Codeforces Round 881 Div2 A-F1题解
codeforces round 881 div2 题解
马上要秋招了,自己本事全丢了,感觉如果这样的话今年就估计要饿死了。先打div3,7月份得开始收心了
A. Sasha and Array Coloring
题意,可以分任意组,每组的贡献是max - min,问最大贡献
显然是贪心,从大到小配对一下就行,不想放代码了’
B. Long Long
给出一个数列a,我们一次能反转一个区间的正负,问我们最少需要多少次操作才能使得a中所有的数都是正数
思路:
记录下标,贪心,然后expand一下,记得特判区间全是0的情况
AC代码
#include <bits/stdc++.h>
using namespace std;
constexpr int limit = (4e5 + 5);//防止溢出
#define INF 0x3f3f3f3f
#define inf 0x3f3f3f3f3f3f3f
#define lowbit(i) i&(-i)//一步两步
#define EPS 1e-9
#define FASTIO ios::sync_with_stdio(false);cin.tie(0),cout.tie(0);
#define pi(a, b) pair<a,b>
#define rep(i, a, b) for(ll i = a; i <= b ; ++i)
#define per(i, a, b) for(ll i = b ; i >= a ; --i)
#define MOD 998244353
#define traverse(u) for(int i = head[u]; ~i ; i = edge[i].next)
#define FOPEN freopen("C:\\Users\\tiany\\CLionProjects\\akioi\\data.txt", "rt", stdin)

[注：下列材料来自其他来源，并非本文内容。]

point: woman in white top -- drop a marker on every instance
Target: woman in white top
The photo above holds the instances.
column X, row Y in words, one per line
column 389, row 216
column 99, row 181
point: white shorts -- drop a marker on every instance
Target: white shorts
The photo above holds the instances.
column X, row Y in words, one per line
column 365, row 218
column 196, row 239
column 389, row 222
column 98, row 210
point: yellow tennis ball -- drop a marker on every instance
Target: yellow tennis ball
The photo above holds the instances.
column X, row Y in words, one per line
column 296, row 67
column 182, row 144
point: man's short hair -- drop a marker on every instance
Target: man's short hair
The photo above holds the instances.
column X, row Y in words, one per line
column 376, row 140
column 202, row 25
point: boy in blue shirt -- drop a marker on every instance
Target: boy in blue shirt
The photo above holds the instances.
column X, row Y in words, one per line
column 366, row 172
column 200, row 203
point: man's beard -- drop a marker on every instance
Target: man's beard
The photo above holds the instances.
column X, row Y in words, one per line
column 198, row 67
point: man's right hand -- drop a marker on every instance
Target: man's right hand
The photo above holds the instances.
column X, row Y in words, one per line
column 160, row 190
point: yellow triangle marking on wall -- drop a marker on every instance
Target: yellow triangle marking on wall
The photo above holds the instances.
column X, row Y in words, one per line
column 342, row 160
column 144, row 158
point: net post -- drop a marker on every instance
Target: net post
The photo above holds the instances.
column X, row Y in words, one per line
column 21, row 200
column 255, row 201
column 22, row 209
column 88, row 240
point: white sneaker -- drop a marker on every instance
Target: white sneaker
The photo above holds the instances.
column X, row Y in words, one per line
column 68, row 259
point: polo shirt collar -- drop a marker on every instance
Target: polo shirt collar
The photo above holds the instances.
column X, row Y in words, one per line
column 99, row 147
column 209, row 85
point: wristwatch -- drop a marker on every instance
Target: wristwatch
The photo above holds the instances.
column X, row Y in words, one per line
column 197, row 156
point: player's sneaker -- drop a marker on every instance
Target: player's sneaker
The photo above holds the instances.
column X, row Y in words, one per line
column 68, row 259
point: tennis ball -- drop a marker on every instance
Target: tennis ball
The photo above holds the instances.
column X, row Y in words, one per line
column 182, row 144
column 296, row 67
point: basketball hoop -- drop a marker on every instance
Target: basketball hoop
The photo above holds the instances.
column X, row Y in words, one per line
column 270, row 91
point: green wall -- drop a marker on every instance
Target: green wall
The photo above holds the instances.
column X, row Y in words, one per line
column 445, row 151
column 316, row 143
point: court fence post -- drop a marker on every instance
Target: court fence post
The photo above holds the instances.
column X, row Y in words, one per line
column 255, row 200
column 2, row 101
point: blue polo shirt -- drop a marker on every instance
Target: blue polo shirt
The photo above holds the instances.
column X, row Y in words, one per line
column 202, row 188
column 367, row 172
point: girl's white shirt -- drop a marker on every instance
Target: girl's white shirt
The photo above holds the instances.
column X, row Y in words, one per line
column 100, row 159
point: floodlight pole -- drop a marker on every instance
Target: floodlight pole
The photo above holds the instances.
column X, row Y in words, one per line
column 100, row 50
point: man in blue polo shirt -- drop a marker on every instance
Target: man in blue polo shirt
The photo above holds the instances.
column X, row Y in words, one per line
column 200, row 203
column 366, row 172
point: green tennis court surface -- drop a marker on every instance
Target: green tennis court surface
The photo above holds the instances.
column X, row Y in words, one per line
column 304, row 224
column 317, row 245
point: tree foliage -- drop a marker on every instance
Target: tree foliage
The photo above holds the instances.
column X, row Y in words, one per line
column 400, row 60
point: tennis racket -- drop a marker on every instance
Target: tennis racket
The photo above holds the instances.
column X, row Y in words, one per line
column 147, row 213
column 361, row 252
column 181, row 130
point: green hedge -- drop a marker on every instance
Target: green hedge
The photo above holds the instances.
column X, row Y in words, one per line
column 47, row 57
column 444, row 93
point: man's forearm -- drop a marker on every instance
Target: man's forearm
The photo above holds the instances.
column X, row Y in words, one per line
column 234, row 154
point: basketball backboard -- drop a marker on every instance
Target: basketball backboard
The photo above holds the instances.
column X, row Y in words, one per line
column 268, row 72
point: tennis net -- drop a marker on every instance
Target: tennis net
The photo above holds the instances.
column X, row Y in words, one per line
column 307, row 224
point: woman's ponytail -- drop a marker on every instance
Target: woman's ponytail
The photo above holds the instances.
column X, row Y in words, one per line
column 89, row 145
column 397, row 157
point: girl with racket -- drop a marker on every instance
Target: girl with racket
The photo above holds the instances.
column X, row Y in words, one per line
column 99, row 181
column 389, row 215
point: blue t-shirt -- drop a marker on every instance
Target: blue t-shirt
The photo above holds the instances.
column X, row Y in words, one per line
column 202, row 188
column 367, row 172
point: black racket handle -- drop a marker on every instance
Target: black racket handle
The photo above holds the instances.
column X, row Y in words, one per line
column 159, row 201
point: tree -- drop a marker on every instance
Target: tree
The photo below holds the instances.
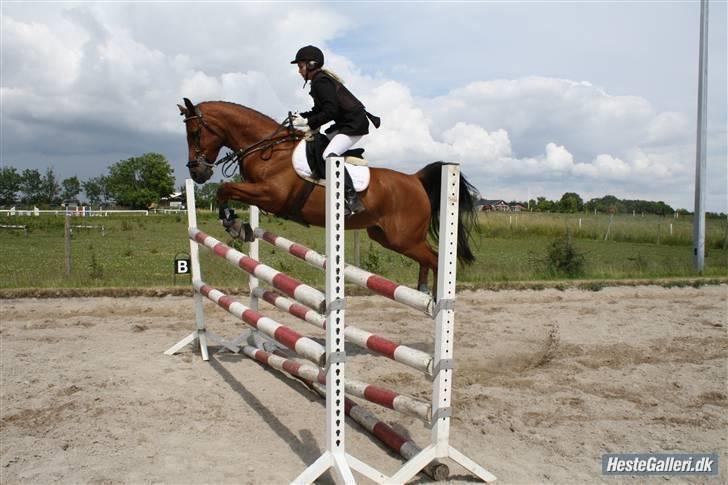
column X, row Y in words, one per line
column 50, row 188
column 10, row 181
column 31, row 186
column 571, row 202
column 139, row 181
column 544, row 205
column 95, row 189
column 71, row 188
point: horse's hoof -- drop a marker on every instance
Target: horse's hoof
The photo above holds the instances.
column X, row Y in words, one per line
column 235, row 229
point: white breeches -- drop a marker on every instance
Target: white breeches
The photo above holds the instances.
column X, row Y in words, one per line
column 340, row 143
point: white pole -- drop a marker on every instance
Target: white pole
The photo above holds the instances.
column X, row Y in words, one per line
column 254, row 252
column 196, row 272
column 700, row 164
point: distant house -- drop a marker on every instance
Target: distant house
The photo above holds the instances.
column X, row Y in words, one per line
column 493, row 205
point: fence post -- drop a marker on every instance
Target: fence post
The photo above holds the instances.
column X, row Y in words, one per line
column 67, row 239
column 357, row 248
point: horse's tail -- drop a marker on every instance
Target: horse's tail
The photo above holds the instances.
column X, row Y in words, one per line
column 430, row 177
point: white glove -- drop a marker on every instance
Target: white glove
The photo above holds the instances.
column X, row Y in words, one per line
column 300, row 123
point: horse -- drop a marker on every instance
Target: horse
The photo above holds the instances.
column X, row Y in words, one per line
column 402, row 210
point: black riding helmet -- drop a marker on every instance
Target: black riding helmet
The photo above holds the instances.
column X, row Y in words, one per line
column 310, row 54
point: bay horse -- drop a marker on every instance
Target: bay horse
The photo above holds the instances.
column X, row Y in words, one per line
column 401, row 209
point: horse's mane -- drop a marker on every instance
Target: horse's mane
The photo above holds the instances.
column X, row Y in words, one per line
column 263, row 117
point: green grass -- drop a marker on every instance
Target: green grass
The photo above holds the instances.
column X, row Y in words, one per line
column 138, row 251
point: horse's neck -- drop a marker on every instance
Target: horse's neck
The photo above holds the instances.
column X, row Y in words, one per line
column 244, row 128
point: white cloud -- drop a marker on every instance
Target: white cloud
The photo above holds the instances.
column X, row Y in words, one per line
column 111, row 75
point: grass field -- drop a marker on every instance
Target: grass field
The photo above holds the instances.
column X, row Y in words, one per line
column 138, row 251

#define FOUT freopen("C:\\Users\\tiany\\CLionProjects\\akioi\\dabiao.txt", "wt", stdout)
typedef long long ll;
typedef unsigned long long ull;
char buf[1 << 23], *p1 = buf, *p2 = buf, obuf[1 << 23], *O = obuf;
inline ll read() {
#define getchar() (p1==p2&&(p2=(p1=buf)+fread(buf,1,1<<21,stdin),p1==p2)?EOF:*p1++)
ll sign = 1, x = 0;
char s = getchar();
while (s > '9' || s < '0') {
if (s == '-')sign = -1;
s = getchar();
}
while (s >= '0' && s <= '9') {
x = (x << 3) + (x << 1) + s - '0';
s = getchar();
}
return x * sign;
#undef getchar
}//快读
void print(ll x) {
if (x / 10) print(x / 10);
*O++ = x % 10 + '0';
}
void write(ll x, char c = 't') {
if (x < 0)putchar('-'), x = -x;
print(x);
if (!isalpha(c))*O++ = c;
fwrite(obuf, O - obuf, 1, stdout);
O = obuf;
}
int n;
int a[limit];
void solve(){
cin>>n;
ll ans = 0;
deque<int>v;
rep(i, 1, n){
cin>>a[i];
ans += abs(a[i]);
if(a[i] <= 0)v.push_back(i);
}
int res = 0;
while(v.size()){
auto cur = v.front();
v.pop_front();
bool is_negative = a[cur] < 0;
while(v.size() and v.front() == cur + 1) {
cur = v.front();
is_negative |= a[cur] < 0;
v.pop_front();
}
if(is_negative)res++;
}
cout<<ans<<" "<<res<<endl;
};
int32_t main() {
#ifdef LOCAL
FOPEN;
// FOUT;
#endif
FASTIO
int kase;
cin>>kase;
while (kase--)
invoke(solve);
cerr << "Time elapsed: " << 1.0 * clock() / CLOCKS_PER_SEC << "s";
return 0;
}
C.Sum in Binary Tree
给一个完全二叉树,bfs序就是weight,问给出一个node走到1的路径总和
思路:
稍加观察我们发现这完全就是 /2的过程,所以模拟就行
AC代码
#include <bits/stdc++.h>
using namespace std;
constexpr int limit = (4e5 + 5);//防止溢出
#define INF 0x3f3f3f3f
#define inf 0x3f3f3f3f3f3f3f
#define lowbit(i) i&(-i)//一步两步
#define EPS 1e-9
#define FASTIO ios::sync_with_stdio(false);cin.tie(0),cout.tie(0);
#define pi(a, b) pair<a,b>
#define rep(i, a, b) for(ll i = a; i <= b ; ++i)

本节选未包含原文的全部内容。